I am trying to implement a binarized neural network using keras and tensorflow. Here is my current code:
import tensorflow as tf
from tensorflow import keras
from keras import datasets
from keras.utils.vis_utils import plot_model
from keras.layers import Activation
from keras import backend as K
from keras.utils.generic_utils import get_custom_objects
def sign(x):
result = K.sign(x)
return result
get_custom_objects().update({'custom_activation': Activation(sign)})
digit_data = datasets.mnist
(train_images, train_labels), (test_images, test_labels) = digit_data.load_data()
# import matplotlib.pyplot as plt
# plt.imshow(train_images[0])
# print(train_labels[0])
# print(train_images[0])
model = keras.Sequential([
keras.layers.Flatten(input_shape=(28, 28)),
keras.layers.Dense(784, Activation(sign, name='SpecialActivation')),
keras.layers.Dense(10, activation=tf.nn.softmax)
])
# model = keras.Sequential([
# keras.layers.Flatten(input_shape=(28, 28)),
# keras.layers.Dense(128, activation=tf.nn.relu),
# keras.layers.Dense(10, activation=tf.nn.softmax)
# ])
# plot_model(model, to_file='model_plot.png', show_shapes=True, show_layer_names=True)

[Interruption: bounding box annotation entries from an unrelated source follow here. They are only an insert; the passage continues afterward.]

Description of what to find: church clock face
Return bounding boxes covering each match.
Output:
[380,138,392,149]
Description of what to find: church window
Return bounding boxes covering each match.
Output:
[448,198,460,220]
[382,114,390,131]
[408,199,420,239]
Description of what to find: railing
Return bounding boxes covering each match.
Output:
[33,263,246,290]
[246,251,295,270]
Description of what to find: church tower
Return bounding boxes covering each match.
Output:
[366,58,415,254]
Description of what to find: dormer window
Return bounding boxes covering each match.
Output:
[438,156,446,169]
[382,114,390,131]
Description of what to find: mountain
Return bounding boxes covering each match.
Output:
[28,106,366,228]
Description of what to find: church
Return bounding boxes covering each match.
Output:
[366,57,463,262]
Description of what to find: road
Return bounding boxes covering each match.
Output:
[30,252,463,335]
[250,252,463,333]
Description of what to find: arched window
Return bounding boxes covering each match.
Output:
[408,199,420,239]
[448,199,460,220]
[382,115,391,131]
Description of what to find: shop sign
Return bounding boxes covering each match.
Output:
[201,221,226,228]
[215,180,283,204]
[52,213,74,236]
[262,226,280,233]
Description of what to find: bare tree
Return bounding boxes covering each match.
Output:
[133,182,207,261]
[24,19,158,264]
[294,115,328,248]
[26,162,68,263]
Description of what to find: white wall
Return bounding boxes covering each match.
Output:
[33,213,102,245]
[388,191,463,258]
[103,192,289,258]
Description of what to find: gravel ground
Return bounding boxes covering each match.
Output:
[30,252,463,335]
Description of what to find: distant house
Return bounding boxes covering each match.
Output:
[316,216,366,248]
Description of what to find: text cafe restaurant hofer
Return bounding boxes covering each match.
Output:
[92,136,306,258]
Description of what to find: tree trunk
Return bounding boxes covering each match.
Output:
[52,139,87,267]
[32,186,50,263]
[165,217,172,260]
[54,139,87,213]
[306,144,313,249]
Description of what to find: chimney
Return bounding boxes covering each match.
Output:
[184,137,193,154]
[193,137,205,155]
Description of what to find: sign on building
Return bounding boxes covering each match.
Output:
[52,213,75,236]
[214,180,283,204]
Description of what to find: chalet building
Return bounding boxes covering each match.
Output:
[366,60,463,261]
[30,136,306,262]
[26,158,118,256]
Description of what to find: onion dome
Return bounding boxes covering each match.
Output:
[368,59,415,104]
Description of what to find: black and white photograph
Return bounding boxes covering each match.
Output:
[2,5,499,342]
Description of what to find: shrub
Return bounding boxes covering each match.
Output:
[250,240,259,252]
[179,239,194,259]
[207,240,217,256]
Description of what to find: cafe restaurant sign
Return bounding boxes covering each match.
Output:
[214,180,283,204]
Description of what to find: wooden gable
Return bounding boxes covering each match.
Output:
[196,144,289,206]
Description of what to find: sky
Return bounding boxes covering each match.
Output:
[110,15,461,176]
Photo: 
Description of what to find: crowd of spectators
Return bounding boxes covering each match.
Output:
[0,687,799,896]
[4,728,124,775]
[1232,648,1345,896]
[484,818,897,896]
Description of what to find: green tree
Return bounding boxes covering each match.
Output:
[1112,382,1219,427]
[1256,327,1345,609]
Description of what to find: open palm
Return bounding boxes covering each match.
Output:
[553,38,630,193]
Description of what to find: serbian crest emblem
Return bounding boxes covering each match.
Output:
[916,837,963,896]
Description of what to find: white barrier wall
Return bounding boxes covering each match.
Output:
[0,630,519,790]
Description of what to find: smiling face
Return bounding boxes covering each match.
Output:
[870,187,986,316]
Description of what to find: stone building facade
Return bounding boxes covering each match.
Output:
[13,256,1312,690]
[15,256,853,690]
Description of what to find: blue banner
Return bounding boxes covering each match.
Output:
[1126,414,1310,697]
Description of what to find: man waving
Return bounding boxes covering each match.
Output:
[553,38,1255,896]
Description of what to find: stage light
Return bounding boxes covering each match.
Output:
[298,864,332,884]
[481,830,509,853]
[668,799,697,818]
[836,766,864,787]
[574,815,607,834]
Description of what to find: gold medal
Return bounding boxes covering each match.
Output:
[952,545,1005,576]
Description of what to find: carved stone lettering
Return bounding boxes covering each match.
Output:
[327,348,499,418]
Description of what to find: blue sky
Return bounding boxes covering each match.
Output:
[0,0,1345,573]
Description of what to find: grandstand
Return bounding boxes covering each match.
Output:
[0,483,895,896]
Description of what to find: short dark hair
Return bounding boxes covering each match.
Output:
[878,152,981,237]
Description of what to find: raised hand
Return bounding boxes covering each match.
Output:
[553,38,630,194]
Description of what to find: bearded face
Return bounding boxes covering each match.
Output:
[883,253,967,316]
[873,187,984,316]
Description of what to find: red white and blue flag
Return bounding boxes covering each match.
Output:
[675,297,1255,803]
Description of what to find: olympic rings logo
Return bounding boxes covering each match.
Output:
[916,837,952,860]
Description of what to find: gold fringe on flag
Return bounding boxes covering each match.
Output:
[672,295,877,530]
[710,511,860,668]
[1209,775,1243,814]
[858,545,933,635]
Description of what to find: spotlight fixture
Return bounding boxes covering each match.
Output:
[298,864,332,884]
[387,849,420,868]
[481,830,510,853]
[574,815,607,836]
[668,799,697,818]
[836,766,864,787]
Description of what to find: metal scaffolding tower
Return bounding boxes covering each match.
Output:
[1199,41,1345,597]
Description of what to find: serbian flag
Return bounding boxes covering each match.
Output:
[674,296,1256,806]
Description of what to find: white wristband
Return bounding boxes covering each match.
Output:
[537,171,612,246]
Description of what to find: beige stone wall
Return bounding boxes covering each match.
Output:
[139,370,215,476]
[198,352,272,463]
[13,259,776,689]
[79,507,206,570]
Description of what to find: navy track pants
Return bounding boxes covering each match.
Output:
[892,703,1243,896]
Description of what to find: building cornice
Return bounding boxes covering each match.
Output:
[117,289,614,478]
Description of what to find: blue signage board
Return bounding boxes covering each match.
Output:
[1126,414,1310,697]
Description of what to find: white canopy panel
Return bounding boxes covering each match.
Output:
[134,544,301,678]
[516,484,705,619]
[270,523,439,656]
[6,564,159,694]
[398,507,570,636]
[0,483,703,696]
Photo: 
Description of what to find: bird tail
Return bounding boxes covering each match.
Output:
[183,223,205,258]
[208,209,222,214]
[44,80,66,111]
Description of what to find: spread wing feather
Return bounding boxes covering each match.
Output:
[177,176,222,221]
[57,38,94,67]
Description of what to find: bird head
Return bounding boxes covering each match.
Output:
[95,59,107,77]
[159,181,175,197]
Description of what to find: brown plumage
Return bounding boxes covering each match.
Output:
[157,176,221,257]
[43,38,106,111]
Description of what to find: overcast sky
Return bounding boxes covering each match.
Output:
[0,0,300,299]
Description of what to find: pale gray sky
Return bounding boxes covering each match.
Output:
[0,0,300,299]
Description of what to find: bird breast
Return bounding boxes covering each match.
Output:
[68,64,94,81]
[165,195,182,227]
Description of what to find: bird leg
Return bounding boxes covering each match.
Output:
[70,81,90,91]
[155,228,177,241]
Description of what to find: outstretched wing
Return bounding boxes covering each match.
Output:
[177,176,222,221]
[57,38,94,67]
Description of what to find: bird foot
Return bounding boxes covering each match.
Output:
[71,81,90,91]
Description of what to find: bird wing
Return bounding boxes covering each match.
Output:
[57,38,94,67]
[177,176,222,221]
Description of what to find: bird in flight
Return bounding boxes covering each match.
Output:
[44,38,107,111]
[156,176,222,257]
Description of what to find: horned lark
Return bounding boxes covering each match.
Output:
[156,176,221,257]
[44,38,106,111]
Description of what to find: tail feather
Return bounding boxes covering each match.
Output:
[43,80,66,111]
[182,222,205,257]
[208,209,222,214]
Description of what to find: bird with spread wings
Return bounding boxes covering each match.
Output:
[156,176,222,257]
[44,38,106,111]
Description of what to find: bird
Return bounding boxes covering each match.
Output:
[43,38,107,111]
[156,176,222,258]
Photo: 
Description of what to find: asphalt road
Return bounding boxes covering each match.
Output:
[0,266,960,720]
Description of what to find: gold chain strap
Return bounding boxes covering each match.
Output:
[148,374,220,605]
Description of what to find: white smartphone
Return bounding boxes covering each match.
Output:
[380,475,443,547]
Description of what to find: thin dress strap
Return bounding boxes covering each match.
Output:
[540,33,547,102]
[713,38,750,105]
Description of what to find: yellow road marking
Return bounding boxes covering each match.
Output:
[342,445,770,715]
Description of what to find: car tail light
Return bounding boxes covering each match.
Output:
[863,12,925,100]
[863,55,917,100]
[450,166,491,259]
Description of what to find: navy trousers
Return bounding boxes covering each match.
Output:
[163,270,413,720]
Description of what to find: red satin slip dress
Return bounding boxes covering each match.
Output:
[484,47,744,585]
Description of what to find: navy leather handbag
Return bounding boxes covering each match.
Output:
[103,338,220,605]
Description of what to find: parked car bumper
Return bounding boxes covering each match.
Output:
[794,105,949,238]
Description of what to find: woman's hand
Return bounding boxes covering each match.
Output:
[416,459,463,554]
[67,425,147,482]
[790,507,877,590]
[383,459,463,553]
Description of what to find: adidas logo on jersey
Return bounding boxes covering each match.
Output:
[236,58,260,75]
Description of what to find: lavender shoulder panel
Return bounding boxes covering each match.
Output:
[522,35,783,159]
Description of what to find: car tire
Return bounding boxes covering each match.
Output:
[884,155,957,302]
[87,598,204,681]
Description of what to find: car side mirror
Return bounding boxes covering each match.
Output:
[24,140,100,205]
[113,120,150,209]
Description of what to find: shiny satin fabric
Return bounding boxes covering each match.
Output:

model.compile(optimizer=tf.keras.optimizers.Adam(),
loss='sparse_categorical_crossentropy',
metrics=['accuracy'])
model.fit(train_images, train_labels, epochs=5)
test_loss, test_acc = model.evaluate(test_images, test_labels)
print(test_loss, test_acc)
The activation function I am currently using is a sign function which returns -1 if x < 0 | 0 if x=0 | 1 if x >0 the binarized neural network needs to have a bitwise operation function which returns +1 if x => 0 and -1 if x< 0 (from what i understand)
I'm not sure how to implement that kind of an activation function.